I use 3/4" PVC pipe as spreaders between the wooden and T-posts. They don't touch the ground. They are to prevent my neighbor's cows from spreading the electric wires and coming in.

They have worked well for about 5 years. My lawn mowere snagged a couple and broke them, but they were easy to replace.

I set my miter saw to cut a shallow slot in the side of the PVC pipe at the locations the wire would pass. I cut 3" lengths of wire, lots of them. I wrapped the 3" wire around a fence wire, placed a PVC pipe so the fence wire was in the sawn slot, and then wrapped the other end of the 3" wire around the fence on the other side of the PVC.
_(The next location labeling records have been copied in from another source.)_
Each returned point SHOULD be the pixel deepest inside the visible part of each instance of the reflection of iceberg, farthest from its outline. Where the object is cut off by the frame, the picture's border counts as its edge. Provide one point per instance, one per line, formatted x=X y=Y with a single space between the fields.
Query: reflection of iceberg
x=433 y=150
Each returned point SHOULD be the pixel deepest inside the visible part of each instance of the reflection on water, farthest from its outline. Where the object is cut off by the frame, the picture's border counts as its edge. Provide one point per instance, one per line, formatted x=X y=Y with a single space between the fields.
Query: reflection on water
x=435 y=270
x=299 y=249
The PVC pipe is so lightweight that it doesn't make the fence sag at all.


----------



## shaky6 (May 15, 2015)

Painting the pvc with exterior latex paint will greatly extend the life. UV rays damage pvc and makes it brittle. The paint blocks the UV.


----------



## DisasterCupcake (Jan 3, 2015)

I tried using the 1'' thick wall pvc as an experiment between a couple solid wood posts. We'll see how long they last.


----------



## shaky6 (May 15, 2015)

Yeah. We use pvc at work outdoors for pumping water in 3" lines. We paint it to make it last the season. We have compared the previous year's non-painted with this year's painted and it's hands down improved.


----------



## fishhead (Jul 19, 2006)

Electrical pvc is gray and schedule 40. It's made to withstand uv for longer than the regular white pvc. It's approved for new construction so it must last a long time. I've used it and after 10 years it was slightly 'whitened' but still very strong.


----------



## shaky6 (May 15, 2015)

You can even paint the gray pvc to extend that life even longer.


----------